ESearch Result Fields:

python
record['Count']        # Total matching records (string)
record['IdList']       # List of record IDs
record['RetMax']       # Number of IDs returned
record['RetStart']     # Starting index
record['QueryKey']     # For history server (if usehistory='y')
record['WebEnv']       # For history server (if usehistory='y')
record['TranslationSet']  # Query translations applied
record['QueryTranslation']  # Final translated query

Entrez.einfo() - Database Information

Get information about available databases or specific database fields.

python
# List all available databases
handle = Entrez.einfo()
record = Entrez.read(handle)
handle.close()
print(record['DbList'])  # ['pubmed', 'protein', 'nucleotide', ...]
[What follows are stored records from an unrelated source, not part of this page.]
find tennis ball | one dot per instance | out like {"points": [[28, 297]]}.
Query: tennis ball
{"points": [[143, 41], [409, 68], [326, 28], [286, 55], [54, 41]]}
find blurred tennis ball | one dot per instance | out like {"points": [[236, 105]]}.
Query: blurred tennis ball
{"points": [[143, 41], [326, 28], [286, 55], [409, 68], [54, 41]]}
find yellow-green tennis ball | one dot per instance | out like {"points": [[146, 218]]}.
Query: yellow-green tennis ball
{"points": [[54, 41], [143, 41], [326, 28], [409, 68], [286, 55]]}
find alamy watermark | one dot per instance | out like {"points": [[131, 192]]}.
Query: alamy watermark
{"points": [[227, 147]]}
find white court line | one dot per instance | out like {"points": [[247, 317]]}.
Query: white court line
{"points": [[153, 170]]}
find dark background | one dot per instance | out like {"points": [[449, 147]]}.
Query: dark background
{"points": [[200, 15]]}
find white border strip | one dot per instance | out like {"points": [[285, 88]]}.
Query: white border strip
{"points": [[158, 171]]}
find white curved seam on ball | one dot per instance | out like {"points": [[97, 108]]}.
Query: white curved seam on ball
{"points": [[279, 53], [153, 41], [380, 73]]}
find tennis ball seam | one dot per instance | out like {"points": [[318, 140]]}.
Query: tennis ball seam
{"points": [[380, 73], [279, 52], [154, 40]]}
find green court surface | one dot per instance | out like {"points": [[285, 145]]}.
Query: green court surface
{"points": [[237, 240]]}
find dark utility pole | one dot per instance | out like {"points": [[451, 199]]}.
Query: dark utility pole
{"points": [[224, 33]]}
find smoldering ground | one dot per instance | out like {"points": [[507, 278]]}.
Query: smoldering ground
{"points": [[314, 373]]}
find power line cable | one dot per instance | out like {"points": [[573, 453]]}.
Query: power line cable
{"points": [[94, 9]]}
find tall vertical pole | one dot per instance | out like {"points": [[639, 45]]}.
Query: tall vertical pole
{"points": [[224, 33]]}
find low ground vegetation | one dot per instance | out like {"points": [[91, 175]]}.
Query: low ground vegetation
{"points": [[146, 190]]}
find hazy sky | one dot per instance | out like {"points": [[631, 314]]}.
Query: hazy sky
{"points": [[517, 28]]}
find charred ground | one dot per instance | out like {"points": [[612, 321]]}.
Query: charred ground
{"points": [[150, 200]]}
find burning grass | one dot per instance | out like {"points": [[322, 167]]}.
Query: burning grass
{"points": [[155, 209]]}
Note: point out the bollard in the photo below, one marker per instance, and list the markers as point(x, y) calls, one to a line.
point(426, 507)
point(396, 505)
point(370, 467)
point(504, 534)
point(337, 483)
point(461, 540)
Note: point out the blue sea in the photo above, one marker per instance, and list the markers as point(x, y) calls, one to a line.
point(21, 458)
# Get info about specific database
handle = Entrez.einfo(db='nucleotide')
record = Entrez.read(handle)
handle.close()

print(f"Description: {record['DbInfo']['Description']}")
print(f"Record count: {record['DbInfo']['Count']}")

# List searchable fields
for field in record['DbInfo']['FieldList']:
    print(f"{field['Name']}: {field['Description']}")

Database Info Fields:

python
record['DbInfo']['DbName']       # Database name
record['DbInfo']['Description']  # Database description
record['DbInfo']['Count']        # Total records in database
record['DbInfo']['LastUpdate']   # Last update date
record['DbInfo']['FieldList']    # Searchable fields
record['DbInfo']['LinkList']     # Available links to other databases

Entrez.egquery() - Global Query

Search across all NCBI databases simultaneously.

python
handle = Entrez.egquery(term='CRISPR')
record = Entrez.read(handle)
handle.close()

for result in record['eGQueryResult']:
    if int(result['Count']) > 0:
        print(f"{result['DbName']}: {result['Count']} records")

Search Query Syntax

NCBI uses a specific query syntax:

Field Tags

python
# Search specific fields using [field_name]
term = 'BRCA1[gene]'                    # Gene name field
term = 'human[orgn]'                    # Organism field
term = 'Homo sapiens[ORGN]'             # Full organism name
term = 'NM_007294[accn]'                # Accession number
term = 'Smith J[auth]'                  # Author (PubMed)
term = 'Nature[jour]'                   # Journal (PubMed)
term = '1000:5000[slen]'                # Sequence length range
term = 'mRNA[fkey]'                     # Feature key

Boolean Operators

python
term = 'BRCA1 AND human'                # Both terms
term = 'cancer OR tumor'                # Either term
term = 'human NOT mouse'                # Exclude term
term = '(BRCA1 OR BRCA2) AND human'     # Grouping

Date Ranges

python
# Using date parameters
handle = Entrez.esearch(
    db='pubmed',
    term='CRISPR',
    datetype='pdat',     # Publication date
    mindate='2023/01/01',
    maxdate='2024/12/31'
)

# Or in query string
term = 'CRISPR AND 2024[pdat]'
term = 'CRISPR AND 2023:2024[pdat]'

Wildcards and Phrases

python
term = 'immun*'                         # Wildcard
term = '"breast cancer"[title]'         # Exact phrase

Common Databases

Database db value Common Fields
PubMed pubmed [auth], [title], [jour], [pdat]
Nucleotide nucleotide [orgn], [gene], [accn], [slen]
Protein protein [orgn], [gene], [accn], [molwt]
Gene gene [orgn], [sym], [chr]
SRA sra [orgn], [platform], [strategy]
Taxonomy taxonomy [scin], [comn], [rank]
Assembly assembly [orgn], [level], [refseq]

Code Patterns

Basic Search with Pagination

python
from Bio import Entrez

Entrez.email = 'your.email@example.com'

def search_ncbi(db, term, max_results=100):
    handle = Entrez.esearch(db=db, term=term, retmax=max_results)
    record = Entrez.read(handle)
    handle.close()
    return record['IdList'], int(record['Count'])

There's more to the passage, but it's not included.